I can’t believe I am writing this blog post. It still hasn’t sunk in to be very honest, but it gives me great pleasure to finally say that I’ve passed my PhD viva with some great comments from my examiners.  On 8th January 2023 at 1:30pm in the afternoon (not to forget in a freezing cold room), I was called in for my viva.  My examiners greeted me with a very warm smile and excitement. I walked in with confidence but was nervous at the same time. My external told me at the start of the viva that ‘Please relax and take your time to answer and if we’re asking follow up questions, we’re only asking them to understand a bit more from you’. That did calm me down a bit.

And so it began! I was asked so many chemistry questions regarding the structures and bonds and formulas. I tried to answer them to my best ability. Anything that I was not sure of, I was being 100% honest and was calmly letting them know and both my examiners were very kind and helpful in making me understand anything that I wasn’t sure of. By 3:30pm, we were only on 90/228 pages. I remember walking out to stretch my legs and thinking, we haven’t even got to my actual results yet and that got me a bit more nervous. But I calmed myself down and reassured myself that it is my work and all I need to do is answer to my best potential. I went back in and we started the viva again and this time I was a bit more confident in answering as the questions were more related to my actual samples. Funny thing is I didn’t get asked many questions about my actual work, because when reading the thesis the examiners said that they themselves could see how novel the work was. My external examiner asked me, ‘Do I like underselling my work?’. I nervously laughed and he continued ‘it’s done with such precision especially the chromatograms. You need to highlight it a bit more’ and that made me very happy. My internal examiner also said that they found the tables of all the case studies very helpful and that made me even happier. Around 5:20pm, the viva was concluded and I was asked to wait outside.

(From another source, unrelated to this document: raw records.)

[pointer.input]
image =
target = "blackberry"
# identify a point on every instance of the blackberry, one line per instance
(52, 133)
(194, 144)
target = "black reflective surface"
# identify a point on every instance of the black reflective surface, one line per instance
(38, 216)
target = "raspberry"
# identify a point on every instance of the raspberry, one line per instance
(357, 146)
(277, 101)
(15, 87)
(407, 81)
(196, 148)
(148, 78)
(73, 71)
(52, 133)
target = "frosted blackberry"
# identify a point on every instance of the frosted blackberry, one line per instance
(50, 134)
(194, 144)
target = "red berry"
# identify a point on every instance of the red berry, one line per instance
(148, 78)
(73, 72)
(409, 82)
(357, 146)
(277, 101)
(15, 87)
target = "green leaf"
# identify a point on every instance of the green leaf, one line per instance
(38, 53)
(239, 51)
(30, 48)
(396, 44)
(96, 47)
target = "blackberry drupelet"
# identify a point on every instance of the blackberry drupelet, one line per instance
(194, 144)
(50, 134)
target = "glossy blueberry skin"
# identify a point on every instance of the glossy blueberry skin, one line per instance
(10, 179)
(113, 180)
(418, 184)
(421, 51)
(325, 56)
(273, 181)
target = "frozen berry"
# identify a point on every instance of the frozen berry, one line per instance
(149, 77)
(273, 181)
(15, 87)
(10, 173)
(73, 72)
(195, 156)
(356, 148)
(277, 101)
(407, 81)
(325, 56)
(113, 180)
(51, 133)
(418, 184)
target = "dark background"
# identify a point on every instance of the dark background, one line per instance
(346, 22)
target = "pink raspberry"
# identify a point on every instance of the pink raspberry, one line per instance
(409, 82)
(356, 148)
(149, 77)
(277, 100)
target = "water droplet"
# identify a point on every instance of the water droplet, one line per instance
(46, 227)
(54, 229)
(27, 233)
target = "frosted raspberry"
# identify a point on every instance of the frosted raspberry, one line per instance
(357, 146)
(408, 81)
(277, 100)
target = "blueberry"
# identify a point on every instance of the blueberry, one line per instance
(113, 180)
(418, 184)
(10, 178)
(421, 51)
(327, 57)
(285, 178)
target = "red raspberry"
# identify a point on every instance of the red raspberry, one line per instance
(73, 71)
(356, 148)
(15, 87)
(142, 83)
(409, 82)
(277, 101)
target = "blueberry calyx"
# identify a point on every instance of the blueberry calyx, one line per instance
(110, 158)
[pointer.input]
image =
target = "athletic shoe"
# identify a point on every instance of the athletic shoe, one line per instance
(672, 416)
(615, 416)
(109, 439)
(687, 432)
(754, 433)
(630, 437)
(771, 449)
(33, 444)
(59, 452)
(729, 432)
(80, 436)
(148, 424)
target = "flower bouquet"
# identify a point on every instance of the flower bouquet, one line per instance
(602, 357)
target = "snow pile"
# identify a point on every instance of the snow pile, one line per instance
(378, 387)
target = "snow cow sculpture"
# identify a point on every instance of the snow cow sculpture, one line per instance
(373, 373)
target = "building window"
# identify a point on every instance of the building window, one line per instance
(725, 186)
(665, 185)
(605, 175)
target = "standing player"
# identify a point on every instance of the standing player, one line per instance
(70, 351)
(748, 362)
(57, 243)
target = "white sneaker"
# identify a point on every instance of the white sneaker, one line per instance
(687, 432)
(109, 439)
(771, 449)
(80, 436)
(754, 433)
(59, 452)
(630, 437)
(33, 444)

Those 10 minutes were the hardest 10 minutes of my entire life. I was called in by the chair and I sat down. The external examiner said ‘We have decided to pass you. Congratulations Doctor’. As soon as I heard that, I had tears rolling down my cheeks, I said ‘Thank you’ in a squeaky voice and I apologised and they said ‘you don’t need to because we understand what a PhD student goes through’. They said they enjoyed reading my work and that was the reason they kept asking me questions for 4 hours! They also said that my thesis was very easy to read and follow. I thanked them for taking time to read my thesis and their valuable feedback. We showed the examiners around the NHC labs and I thanked them once again for the day. Also, just want to take a moment here to thank Dr. Gillian Taylor, my Director of Studies and Dr. Caroline Orr, my supervisor because I don’t think I would have been able to do any of this without their help and support.

Back to Newcastle around 7:30pm, all I wanted to do was to hug my husband (who now has to call me Dr. Wife), have a glass of chilled Cuba Libre, eat some Poutine and go to bed. It was a very tiring but a wonderful day that I will remember for the rest of my life.